Before we attempt to understand design fundamentals and guidelines of TUIs, let us take a small break to understand the concept of tangible bits to demonstrate digital information through tangible objects. A concept presented by Hiroshi Ishii (MIT Media Lab, Tangible Bits group) and his students, tangible bits aimed to make digital information directly accessible and manipulable through real world objects as a display and a medium of manipulation. Hence, it aimed to provide a platform where the entire world would become an interface, an interface that encompasses “realness”, being able to touch that included multi sensory perceptions.
The concept of tangible bits was further explained through 3 themes and its relevant prototypes. These themes created the initial base of tangible user interfaces. Following are the 3 concept prototypes.
As a part of metaDESK concept, a prototype of Tangible Geospace was built. Tangible Geospace uses physical models of landmarks such as MIT's Great Dome and Media Lab buildings as phicons to allow the user to manipulate 2D and 3D graphical maps of the MIT campus. This example represents one category of TUI application, where concepts are prototyped on interactive surfaces. It also provided a new set of icons dedicated to tangible interfaces, that included lens, phicon, tray, phandle and instrument to represent graphical UI window, icon, menu, handle and widget respectively.

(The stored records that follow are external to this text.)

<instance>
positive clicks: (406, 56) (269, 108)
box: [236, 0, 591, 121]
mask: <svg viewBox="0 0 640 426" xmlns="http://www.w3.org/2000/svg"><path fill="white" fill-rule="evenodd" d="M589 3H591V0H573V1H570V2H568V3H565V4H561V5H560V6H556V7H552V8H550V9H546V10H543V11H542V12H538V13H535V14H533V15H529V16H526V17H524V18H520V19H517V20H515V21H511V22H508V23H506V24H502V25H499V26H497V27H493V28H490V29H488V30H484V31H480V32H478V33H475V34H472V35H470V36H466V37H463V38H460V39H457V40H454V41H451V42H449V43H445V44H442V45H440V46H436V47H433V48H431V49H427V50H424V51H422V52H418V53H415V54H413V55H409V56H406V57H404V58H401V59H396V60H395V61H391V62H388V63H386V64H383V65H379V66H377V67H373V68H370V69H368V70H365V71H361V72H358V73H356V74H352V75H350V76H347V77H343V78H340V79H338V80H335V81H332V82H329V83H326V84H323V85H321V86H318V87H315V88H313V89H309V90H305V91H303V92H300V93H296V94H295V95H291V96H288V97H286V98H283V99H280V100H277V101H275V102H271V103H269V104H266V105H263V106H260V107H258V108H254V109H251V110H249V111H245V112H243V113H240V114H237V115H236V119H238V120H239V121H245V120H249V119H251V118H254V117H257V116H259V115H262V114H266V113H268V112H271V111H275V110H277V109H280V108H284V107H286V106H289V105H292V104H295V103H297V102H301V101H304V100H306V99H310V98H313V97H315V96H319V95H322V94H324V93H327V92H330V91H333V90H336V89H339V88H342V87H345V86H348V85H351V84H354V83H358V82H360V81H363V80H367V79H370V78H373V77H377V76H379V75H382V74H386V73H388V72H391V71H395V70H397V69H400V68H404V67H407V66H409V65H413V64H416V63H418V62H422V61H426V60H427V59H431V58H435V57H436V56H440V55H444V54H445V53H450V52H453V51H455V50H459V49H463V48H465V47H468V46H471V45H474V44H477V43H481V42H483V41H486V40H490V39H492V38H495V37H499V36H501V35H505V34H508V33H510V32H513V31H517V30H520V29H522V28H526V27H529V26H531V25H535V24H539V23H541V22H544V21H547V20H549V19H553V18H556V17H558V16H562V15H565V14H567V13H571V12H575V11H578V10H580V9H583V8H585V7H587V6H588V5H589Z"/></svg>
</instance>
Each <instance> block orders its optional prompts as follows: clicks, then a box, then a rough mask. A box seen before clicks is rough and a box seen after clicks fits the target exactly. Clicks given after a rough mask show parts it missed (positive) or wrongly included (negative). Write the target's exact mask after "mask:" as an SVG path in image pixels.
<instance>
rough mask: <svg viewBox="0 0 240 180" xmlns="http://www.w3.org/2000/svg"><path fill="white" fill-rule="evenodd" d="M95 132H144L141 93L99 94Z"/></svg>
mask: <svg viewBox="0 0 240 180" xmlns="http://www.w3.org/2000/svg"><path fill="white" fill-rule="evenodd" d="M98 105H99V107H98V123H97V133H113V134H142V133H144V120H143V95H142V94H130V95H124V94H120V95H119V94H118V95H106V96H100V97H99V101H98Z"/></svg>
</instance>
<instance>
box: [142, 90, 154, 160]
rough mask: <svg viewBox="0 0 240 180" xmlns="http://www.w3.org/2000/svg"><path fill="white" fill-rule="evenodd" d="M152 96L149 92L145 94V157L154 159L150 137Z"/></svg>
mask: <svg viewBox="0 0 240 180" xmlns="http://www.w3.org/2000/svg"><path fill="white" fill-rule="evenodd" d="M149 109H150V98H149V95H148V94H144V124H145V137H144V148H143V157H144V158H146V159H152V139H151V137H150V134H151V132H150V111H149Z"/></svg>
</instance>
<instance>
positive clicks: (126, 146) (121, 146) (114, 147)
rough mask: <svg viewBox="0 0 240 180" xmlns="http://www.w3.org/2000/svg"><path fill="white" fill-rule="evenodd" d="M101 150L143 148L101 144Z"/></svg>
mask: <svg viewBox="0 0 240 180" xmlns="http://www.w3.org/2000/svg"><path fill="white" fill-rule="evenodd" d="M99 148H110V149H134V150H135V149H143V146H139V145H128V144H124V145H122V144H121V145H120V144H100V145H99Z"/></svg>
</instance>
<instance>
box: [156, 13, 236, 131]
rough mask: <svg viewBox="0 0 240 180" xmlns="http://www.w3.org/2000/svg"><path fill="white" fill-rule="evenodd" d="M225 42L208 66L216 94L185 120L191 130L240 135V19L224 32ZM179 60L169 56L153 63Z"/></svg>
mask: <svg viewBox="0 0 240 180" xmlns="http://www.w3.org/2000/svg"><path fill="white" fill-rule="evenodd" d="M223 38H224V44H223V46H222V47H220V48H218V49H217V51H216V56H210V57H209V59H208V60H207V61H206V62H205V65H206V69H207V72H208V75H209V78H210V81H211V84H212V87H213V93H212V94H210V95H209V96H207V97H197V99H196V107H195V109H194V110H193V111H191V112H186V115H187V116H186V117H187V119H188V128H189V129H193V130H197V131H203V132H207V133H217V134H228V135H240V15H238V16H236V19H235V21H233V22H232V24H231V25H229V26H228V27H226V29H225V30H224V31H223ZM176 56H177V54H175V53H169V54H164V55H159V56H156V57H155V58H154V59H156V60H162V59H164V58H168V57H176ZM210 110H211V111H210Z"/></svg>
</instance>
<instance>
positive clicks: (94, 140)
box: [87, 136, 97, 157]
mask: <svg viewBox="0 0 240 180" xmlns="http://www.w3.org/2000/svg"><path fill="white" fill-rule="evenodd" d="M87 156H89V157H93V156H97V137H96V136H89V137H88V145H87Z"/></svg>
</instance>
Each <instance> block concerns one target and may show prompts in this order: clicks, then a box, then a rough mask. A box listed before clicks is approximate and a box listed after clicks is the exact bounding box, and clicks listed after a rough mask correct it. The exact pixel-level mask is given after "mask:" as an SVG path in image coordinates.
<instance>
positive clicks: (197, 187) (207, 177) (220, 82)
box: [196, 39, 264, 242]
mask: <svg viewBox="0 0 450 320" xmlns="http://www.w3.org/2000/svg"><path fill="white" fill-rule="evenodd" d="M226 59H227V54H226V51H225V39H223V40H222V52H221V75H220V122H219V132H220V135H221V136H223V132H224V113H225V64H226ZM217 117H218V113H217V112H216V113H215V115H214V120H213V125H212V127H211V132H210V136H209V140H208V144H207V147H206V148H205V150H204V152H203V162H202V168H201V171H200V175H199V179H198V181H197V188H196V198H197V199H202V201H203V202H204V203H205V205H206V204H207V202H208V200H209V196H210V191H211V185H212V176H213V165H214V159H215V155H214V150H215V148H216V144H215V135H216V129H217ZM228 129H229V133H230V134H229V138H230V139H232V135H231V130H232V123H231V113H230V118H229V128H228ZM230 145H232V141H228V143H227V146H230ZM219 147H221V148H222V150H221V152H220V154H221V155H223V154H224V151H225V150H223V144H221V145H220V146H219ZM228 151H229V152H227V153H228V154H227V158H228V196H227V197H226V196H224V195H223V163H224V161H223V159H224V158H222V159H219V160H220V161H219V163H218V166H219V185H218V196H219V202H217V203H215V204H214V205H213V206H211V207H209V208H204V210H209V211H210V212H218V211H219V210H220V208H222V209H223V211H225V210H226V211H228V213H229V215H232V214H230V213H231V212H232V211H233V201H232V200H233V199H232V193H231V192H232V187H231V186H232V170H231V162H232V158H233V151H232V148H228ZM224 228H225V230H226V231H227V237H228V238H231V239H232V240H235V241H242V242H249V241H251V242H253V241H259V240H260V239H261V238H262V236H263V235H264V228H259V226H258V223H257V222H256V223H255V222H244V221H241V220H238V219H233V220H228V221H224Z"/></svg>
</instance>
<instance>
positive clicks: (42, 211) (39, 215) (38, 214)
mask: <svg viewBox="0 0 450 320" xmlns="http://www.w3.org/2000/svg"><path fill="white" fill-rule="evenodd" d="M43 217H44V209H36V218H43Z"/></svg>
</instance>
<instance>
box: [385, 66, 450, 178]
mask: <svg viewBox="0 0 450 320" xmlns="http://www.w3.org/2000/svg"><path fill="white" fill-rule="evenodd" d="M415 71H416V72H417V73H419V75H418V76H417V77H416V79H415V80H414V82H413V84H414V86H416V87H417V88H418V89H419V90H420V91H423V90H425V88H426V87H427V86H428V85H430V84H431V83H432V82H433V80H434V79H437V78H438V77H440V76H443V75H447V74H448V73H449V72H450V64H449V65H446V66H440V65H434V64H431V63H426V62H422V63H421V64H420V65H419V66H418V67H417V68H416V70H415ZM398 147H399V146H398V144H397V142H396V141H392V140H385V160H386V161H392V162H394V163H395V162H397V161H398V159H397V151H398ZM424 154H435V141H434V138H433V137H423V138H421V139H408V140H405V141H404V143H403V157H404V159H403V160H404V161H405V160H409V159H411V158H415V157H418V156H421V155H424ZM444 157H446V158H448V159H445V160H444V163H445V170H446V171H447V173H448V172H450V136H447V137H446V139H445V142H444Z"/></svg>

The ambientROOM complements the graphically-intensive, cognitively-foreground interactions using ambient media – ambient light, shadow, sound, airflow, water flow – as a means for communicating information at the periphery of human perception. Communicate information, which is not the user’s primary foreground task, providing seamless transition of user’s interaction between background, and foreground information. This example represented an example concept of ambient environment enabled tangible interfaces.
The transBOARD is a networked digitally enhanced physical whiteboard designed to explore the concept of interactive surfaces that absorb information from the physical world, transforming this data into bits and distributing it into cyberspace. “HyperCARDs” are used as containers of digital strokes, used as phicons. Pen-strokes from the whiteboard are virtually "stored” within the card and “recorded” in virtual space. Hence user can keep the meeting contents with cards.
Above three examples provided a new beginning and novel approach to user interfaces, where it empowered the vision of Dr. Mark Weiser of making computers truly ubiquitous and invisible.